Book Description

In today's data-driven world, organizations are generating unprecedented volumes of data across numerous sources and systems. Traditional approaches to data management no longer suffice in this complex landscape where real-time insights, scalability, and flexibility are paramount. "Data Architecture Evolved" provides a comprehensive guide to modern data architecture, empowering data professionals to design, implement, and manage robust data platforms that deliver business value at scale.

This practical, vendor-neutral guide bridges the gap between traditional data warehousing approaches and modern architectures such as data mesh, data fabric, and data lakehouse. Drawing upon real-world experience and industry best practices, this book walks you through the entire lifecycle of a modern data platform – from strategic planning and architecture selection to implementation, governance, and optimization.

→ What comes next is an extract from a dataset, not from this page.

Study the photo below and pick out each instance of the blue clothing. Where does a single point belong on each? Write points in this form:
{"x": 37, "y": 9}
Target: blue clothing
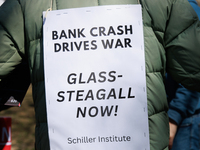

Whether you're a data architect, data engineer, analytics leader, or technical decision-maker, this book provides the frameworks, methodologies, and practical insights you need to navigate the evolving data landscape. Learn how to build data systems that are resilient, scalable, and capable of supporting both operational and analytical workloads across cloud environments.

By the end of this book, you'll possess the knowledge to make informed architectural decisions, implement modern data platforms using industry-leading technologies, and deliver data solutions that drive measurable business outcomes.

Abstract

"Data Architecture Evolved" presents a comprehensive framework for designing and implementing modern data platforms in the cloud era. The book bridges theoretical concepts with practical implementation guidance, covering the entire spectrum of modern data architecture – from data ingestion and storage to processing, governance, and consumption.

The book begins by establishing core architectural principles and exploring the evolution from traditional data warehousing to modern approaches like data lakehouse, data fabric, and data mesh. It then delves into the building blocks of a modern data platform, including storage technologies, compute frameworks, metadata management, and data orchestration.

In subsequent chapters, the book addresses critical implementation concerns such as data modeling, real-time data processing, security, governance, and cost optimization. Throughout, the focus remains on creating scalable, flexible architectures that can adapt to changing business requirements while maintaining data integrity and security.

Case studies and reference architectures illustrate how organizations across industries have successfully implemented modern data platforms, highlighting key lessons learned and best practices. The book takes a vendor-neutral approach while providing specific guidance for major cloud platforms (AWS, Azure, GCP) and popular open-source technologies.

"Data Architecture Evolved" equips data professionals with the knowledge and tools needed to design and implement data architectures that deliver business value in today's complex data landscape.

Strategic Data Architecture: A Modern Approach for Technical Leaders

A Guide for Data architects, data engineers, analytics leaders, technical managers, and technology decision-makers.


Table of Contents

Chapter 1: The Evolving Data Landscape and Architectural Imperatives

To establish the context for modern data architecture by examining the limitations of traditional approaches, the key drivers shaping the future of data management, and the strategic importance of data architecture.